Description
For their new company headquarters, Prada decided to work with the architect Guido Canali from Parma, who had already built production facilities for shoes at the same site in 2001 as well as in nearby Montegranaro. Canali sees himself as an architect with a clear-cut approach based on clear and legible structural simplicity and maximum transparency. His office was also responsible for the landscape design, which over the course of the 15-year-long design and construction phase became an integral part of the overall concept.
The company headquarters near Arezzo directly adjoin the motorway and the river Arno. The ground floor is visible as a long, vine-covered wall that extends on supports over a water basin, allowing the building to open a little to the motorway. The two entrances are located at either ends of the wall. Behind it are the technical services, then, parallel to the wall, a narrow internal street and the enormous halls for production and development.
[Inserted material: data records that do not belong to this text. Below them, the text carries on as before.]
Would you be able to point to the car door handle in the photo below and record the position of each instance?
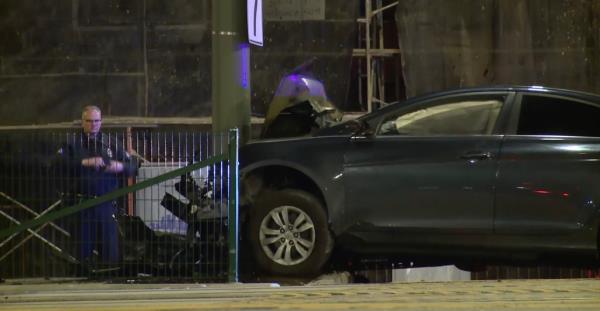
(476, 155)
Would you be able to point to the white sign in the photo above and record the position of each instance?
(294, 10)
(254, 11)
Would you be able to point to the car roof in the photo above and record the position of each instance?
(496, 88)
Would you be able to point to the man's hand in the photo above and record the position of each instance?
(96, 162)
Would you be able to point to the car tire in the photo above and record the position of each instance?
(289, 233)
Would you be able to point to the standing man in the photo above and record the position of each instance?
(96, 164)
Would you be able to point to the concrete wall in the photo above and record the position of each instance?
(449, 44)
(149, 57)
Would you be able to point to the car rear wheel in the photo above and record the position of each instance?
(289, 233)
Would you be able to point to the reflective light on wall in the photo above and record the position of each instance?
(244, 50)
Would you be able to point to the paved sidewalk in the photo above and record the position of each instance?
(571, 294)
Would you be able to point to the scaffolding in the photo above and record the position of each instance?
(373, 52)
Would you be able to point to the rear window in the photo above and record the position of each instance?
(545, 115)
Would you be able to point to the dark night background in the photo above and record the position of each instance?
(58, 55)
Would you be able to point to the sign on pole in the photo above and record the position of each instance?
(254, 11)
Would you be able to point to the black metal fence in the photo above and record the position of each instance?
(131, 203)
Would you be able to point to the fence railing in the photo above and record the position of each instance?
(128, 204)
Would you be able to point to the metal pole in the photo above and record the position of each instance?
(230, 68)
(233, 206)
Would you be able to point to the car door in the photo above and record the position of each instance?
(430, 168)
(549, 168)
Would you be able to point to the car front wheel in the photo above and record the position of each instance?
(289, 233)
The basic concept of the building is based on two stacked levels of halls rotated at 45 degrees to each other. This shift in the orientation of the upper hall, to which the office wing and company restaurant are connected, gives the shed roofs their north-south orientation, achieves a better connection to the hill to the north and forms three striking building corners next to the motorway, which appear to float above the wall presenting the Prada logo to passing traffic. The upper hall is subdivided into four sections, two larger and two smaller, and can therefore be used flexibly. Between these sections are “ribbons” with sanitary facilities and storage spaces. Outside the hall, they continue as bridge-like tubular steel constructions that at their north ends contain walkways and stairs to the car park at the rear of the site. At their south ends, these walkways extend out above the outer wall ending in a series of lookouts overlooking the motorway.
From the upper shed roof hall, the views through the huge glass surfaces into the surrounding greenery are especially impressive. The roof terraces with their dense vegetation have been carefully laid out with fig trees and rare plants and likewise present a stunning view of the chain of hills in the distance.